Environment: Hadoop, Hive, Pig, Unix, ETL and Sqoop.
Confidential
Java/J2EE Developer
Responsibilities:
- Used CVS for maintaining the Source Code Designed, developed and deployed on Apache Tomcat Server.
- Involved in Analysis, design and coding on J2EE Environment.
- Developed Hibernate object/relational mapping according to database schema.
- Designed the presentation layer and programmed using HTML, XML, XSL, JSP, JSTL and Ajax.
- Designed, developed and implemented the business logic required for Security presentation controller.

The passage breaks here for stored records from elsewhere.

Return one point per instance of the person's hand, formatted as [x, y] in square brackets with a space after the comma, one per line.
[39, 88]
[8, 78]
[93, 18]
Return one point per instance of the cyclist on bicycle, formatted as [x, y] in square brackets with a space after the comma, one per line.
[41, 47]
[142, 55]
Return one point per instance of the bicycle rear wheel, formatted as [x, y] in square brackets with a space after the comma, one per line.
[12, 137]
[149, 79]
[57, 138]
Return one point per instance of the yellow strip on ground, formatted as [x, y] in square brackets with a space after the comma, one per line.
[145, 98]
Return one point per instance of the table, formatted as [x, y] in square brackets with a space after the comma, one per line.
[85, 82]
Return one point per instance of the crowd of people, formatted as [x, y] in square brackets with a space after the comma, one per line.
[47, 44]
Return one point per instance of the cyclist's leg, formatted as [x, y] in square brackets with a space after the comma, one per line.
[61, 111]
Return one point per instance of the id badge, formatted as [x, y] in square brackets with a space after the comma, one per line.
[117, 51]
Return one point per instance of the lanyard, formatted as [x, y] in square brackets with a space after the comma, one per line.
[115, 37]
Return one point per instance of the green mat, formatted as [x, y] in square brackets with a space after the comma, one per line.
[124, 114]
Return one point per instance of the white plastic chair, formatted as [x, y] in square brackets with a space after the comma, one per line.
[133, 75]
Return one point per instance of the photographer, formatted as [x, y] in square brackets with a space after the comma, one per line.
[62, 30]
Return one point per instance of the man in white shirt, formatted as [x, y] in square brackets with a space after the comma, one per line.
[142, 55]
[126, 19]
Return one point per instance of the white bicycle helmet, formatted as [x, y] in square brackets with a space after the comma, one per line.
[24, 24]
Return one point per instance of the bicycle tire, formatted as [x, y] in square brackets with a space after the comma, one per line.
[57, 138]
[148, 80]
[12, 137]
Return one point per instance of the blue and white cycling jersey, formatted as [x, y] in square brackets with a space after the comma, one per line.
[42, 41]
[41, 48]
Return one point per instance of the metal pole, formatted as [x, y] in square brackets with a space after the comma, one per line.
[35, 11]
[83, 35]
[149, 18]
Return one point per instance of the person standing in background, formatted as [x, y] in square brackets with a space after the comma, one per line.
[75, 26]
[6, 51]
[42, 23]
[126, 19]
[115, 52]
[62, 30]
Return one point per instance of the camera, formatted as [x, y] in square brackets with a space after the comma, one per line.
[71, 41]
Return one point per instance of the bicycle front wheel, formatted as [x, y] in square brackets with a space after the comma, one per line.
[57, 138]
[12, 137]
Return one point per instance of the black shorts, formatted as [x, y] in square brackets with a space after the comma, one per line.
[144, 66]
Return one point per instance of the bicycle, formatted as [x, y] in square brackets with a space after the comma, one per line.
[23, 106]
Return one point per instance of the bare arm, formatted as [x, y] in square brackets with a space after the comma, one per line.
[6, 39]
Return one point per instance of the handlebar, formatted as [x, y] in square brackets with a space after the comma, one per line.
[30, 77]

- Created XML files to implement most of the wiring need for Hibernate annotations and Struts configurations.
- Responsible for developing the forms, which contains the details of the employees, and generating the reports and bills.
- Involved in designing of class and dataflow diagrams using UML Rational Rose.
- Created and modified Stored Procedures, Functions, Triggers and Complex SQL Commands using PL/SQL.
- Developed Shell scripts in UNIX and procedures using SQL and PL/SQL to process the data from the input file and load into the database.
- Used Core java concepts in application such as multithreaded programming, synchronization of threads used thread wait, notify, join methods etc.
- Created cross-browser compatible and standards-compliant CSS-based page layouts.
- Involved in maintaining the records of the patients visited along with the prescriptions they were issued in the Database.
- Performed Unit Testing on the applications that are developed.
Environment: Unix (Shell Scripts), J2EE, JSP1.0, Servlets, Hibernate, JavaScript, JDBC, Oracle 10g, UML, Rational Rose 2000, SQL, PL/SQL, CSS, HTML & XML.